These were formulated to be used along with basic sanitizers to reduce scaling and staining and for sparkling, easier to chemically balance and treat pool and spa water. These are the calcium and metal inhibitors –chelating or sequestering agents that can hold the calcium, copper, iron, and other metals in solution, prevent them from precipitating out into a solid form, and prevent or reduce scale formation or metal staining. Others are used to clump the suspended solids together so the filter can trap and remove them from sparkling water. Reactive silicones break up the surface tension of water to stop foaming. Silicone emulsions which protect fiberglass finish and algaecides are often considered along with basic sanitizers as special additives. In the hotter water of spas and hot tubs with more scaling and staining tendencies, with higher chlorine or bromine levels needed and more aggressive water, specialty chemicals are considered a must. Here again, we must know when and how to use these as sunlight, higher chlorine levels, lower or
higher pH and TA ranges, and filtration can remove them. These can do all the good things mentioned, but they will not stay and work forever and can drop out. Adding these weekly or semi- weekly may be needed if the water has high calcium, copper, or metal concentrations. In spas it should be part of the regular weekly maintenance. For higher calcium concentrations, use calcium inhibitors. For high copper or iron levels, use metal inhibitors. If the water is hazy, use clarifiers (organic polymers). For foaming, use reactive silicones/de-foamers. Learn their values, learn when and how much to use them. Use them if is needed. These can make life a little easier, if possible. Changing some or enough of the water can reduce many of the minerals that are causing problems.
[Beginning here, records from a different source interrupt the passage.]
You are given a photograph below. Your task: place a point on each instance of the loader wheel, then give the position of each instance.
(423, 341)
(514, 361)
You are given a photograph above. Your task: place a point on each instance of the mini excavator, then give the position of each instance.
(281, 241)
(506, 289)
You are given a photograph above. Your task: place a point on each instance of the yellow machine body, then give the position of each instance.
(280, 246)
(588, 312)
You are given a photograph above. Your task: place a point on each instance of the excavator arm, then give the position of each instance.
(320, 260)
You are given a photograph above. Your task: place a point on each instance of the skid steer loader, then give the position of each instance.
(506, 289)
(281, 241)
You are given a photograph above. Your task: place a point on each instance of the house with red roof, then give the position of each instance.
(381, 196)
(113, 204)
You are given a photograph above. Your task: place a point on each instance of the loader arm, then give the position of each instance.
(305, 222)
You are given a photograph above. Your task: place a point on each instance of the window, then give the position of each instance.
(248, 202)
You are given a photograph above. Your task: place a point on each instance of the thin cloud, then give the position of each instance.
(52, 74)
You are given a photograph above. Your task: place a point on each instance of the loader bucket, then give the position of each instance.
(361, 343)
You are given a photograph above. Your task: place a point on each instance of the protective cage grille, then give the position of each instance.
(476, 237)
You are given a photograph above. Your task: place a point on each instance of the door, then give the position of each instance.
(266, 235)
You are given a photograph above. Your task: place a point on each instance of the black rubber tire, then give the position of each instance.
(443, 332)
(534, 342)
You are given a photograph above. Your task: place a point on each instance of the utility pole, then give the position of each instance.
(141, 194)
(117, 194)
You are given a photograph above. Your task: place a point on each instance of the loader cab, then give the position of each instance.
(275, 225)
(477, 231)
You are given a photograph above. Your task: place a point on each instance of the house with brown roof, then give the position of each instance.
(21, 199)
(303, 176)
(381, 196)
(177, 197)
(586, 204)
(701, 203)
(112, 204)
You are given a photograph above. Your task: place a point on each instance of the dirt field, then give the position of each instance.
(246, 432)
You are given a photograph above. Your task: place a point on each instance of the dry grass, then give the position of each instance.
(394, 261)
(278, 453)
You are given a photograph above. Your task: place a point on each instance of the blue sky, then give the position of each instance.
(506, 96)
Cyanuric Acid- Conditioner Stabilizer
This is not a basic sanitizer, but must be considered if pools are in direct sunlight, which can remove chlorine in hours. Cyanuric acid (CYA) can prevent much of the degradation of chlorine cause by the suns ultraviolet rays. If used as recommended, it can save us some (where is the chlorine?) problems.
How much CYA is enough? How much is too much? This controversy between the service pros and CYA manufactures often leaves many of us in the dark. I have preached and taught for many years that higher concentrations of CYA have no advantage, and are not cost effective. I read that we can live with a maximum of 70 ppm CYA, not above 100 pm as written in the manufacturers’ information. CYA may not lock up the chlorine at higher concentrations, but it sure slows down the killing power of chlorines, for any sanitizer to be 100% effective, it must react with pH and TA changes, move around freely, and do its job efficiently. When we surround sanitizers with anything that slows down their movements, this makes them less effective. We do not need to be rocket scientist to come to this conclusion.
I cannot recommend and overall CYA level for you, as each pool needs will vary. It depends on how much sunlight, how much water, how much traffic, the size of the filter, pump and motor, how many return lines, how far the equipment is from pool, how many hours the filter runs, cleaning procedures and much more. All of these must be considered when we add the conditioner and determine the CYA levels we will maintain. I have had services where I keep 40 ppm CYA, and other 70 ppm, and everywhere in between. Knowing each pool and all the variable mentioned, you can experiment with CYA levels and in time know how much is enough. The verdict is still out concerning the effects of CYA in determining proper alkalinity readings.
Using stabilized chlorines can often bring CYA up less time than you may think. Testing CYA often can tell you when you stop or slow down using stabilized chlorines. If above 80 ppm CYA, you can use more unstabilized chlorines, leave liquid chlorine for customers to add between calls, or change enough water to drop the CYA. How much, I cannot tell you, but 40-70 ppm CYA does the job for me. Thousands of pounds of cyanuric acid and stabilized chlorines are sold every week, if used if sunlight is a factor and in concentrations only as high as needed, this can be a big help for pros and pool owners, but if we don’t need stabilizer or stabilized chlorines, why should we make the fat cats even fatter? I cannot be convinced that higher CYA, or more is better, will make us more money or solve our problems. I use cyanuric acid and I use many stabilized tablets each year, but I do not use more than I need. I do not recommend stabilized chlorine in enclosed pools, spas, or hot tubs that are covered. This is an
added expense and we are cutting it close enough as the costs of chemicals, gas, insurance, licenses and everything we need down the line is getting out of reach. We absorb constant price increases and fat cats don’t. Save where you can, but don’t get carried away and do sloppy or unprofessional work or give poor service.